Some of the following signs of stress could be present in you:
- Emotional symptoms of stress include:
- Finding it difficult to unwind and quiet your mind;
- Becoming easily irritated, frustrated, and grumpy;
- Feeling overwhelmed and the need to take control
- Feeling unloved, unimportant, and depressed; having low self-esteem; and
- Avoiding people
- Physical symptoms of stress include:
- An upset stomach with symptoms such as nausea, diarrhea, and constipation
- Muscle aches, pains, and tension
- A racing heartbeat and chest pain
- Recurrent infections and colds
- Loss of sexual inclination or capacity
- Trembling, ringing in the ears, chilly or perspiration-filled hands and feet
- A dry mouth and difficulty swallowing
- Tense jaw and teeth grinding
- Symptoms that are Cognitive include:
- Constant anxiety;
- Rushing thoughts;
- Forgetfulness and disarray
- Distracting thoughts
- Bad judgment
- Having a pessimistic outlook or just considering the negative
- Symptoms that are behavioral include:
- Alterations in appetite, such as not eating or overeating
- Putting off and dodging obligations
- More alcohol, drug, or cigarette consumption
- Exhibiting more anxious habits including pacing, fidgeting, and biting nails.
Risk factors of long accumulated stress
- Mental health conditions include anxiety, sadness, and personality disorders
- Cardiovascular disease, which includes heart disease, hypertension, irregular heartbeats, heart attacks, and strokes
- Overweight and other eating issues
- Menstrual issues
- Sexual dysfunction, including male impotence, early ejaculation, and loss of desire for sex in both men and women
- Skin and hair issues such eczema, psoriasis, and acne, as well as irreversible hair loss
- Digestive issues such GERD, gastritis, ulcerative colitis, and irritable bowel syndrome.
Managing stress-related conditions
Life is all full of stress. But the very important thing is how you respond to it.
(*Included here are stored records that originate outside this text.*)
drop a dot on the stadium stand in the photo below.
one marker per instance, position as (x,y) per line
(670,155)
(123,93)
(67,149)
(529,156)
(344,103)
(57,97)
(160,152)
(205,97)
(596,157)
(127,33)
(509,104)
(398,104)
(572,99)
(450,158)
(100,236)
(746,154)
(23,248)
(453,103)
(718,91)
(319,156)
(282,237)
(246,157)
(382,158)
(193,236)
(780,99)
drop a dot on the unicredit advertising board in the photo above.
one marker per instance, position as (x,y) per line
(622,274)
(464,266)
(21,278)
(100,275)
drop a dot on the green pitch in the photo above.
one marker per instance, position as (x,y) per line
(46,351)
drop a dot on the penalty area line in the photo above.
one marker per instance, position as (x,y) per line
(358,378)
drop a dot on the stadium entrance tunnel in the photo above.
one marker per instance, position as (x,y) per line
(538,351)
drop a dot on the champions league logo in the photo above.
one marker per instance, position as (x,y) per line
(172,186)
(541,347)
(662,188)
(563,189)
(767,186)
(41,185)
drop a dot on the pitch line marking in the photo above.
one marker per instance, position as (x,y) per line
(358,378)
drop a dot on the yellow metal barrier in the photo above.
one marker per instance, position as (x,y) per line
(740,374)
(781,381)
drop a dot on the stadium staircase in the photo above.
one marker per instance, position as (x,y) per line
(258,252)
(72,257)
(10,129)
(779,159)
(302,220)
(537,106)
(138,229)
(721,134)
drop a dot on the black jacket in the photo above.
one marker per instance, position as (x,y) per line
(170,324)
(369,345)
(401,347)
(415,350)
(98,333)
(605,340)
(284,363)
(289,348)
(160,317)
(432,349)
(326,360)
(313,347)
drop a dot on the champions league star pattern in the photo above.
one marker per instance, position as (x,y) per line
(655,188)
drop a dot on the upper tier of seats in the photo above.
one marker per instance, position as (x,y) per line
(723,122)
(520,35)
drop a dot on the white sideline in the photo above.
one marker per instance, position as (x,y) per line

Understanding your stress symptoms is the one first step you can take to avoid too much stress and the related health effects.
Take the following actions to help you manage your stress during the day and prevent the possibility of contracting illnesses associated to stress:
- Take a five-minute stroll, use the stairs, or stand up while working to relieve physical strain.
- Pack headphones so you may listen to music as you work, commute, or eat lunch.
- Disclose a troubling issue. It may result in a resolution and aid in the release of tension related to it.
- Relax sleep, and eat: During the parasympathetic nervous system’s relaxation reaction, your body returns to equilibrium. It enables functions like digestion and sleep to restart at their regular rates and allows your heart rate and blood pressure to return to their baseline values.
What to do to help others get relieved of stress
- Listen carefully
- Spend time with the impacted individual
- Pay close attention while you listen, and extend your help and ear
- Tell them that their reactions are natural and that they are safe
- Assist them with clerical activities like cooking, cleaning, and taking care of the family
- Give them some alone time
- Avoid taking their rage (or other emotions) personally
- Express your regret for the inaccident and your desire to comprehend and assist them
- As soon as you feel you need it, call for assistance or support.
Speak with your healthcare provider if you or some you care about is experiencing overwhelming stress.
Several stress-related symptoms might also be indicators of other health issues.
Your healthcare provider can assess your symptoms and rule out any other underlying medical issues.
If stress is the cause of the illness, your physician may suggest a counselor help you deal with stress more effectively.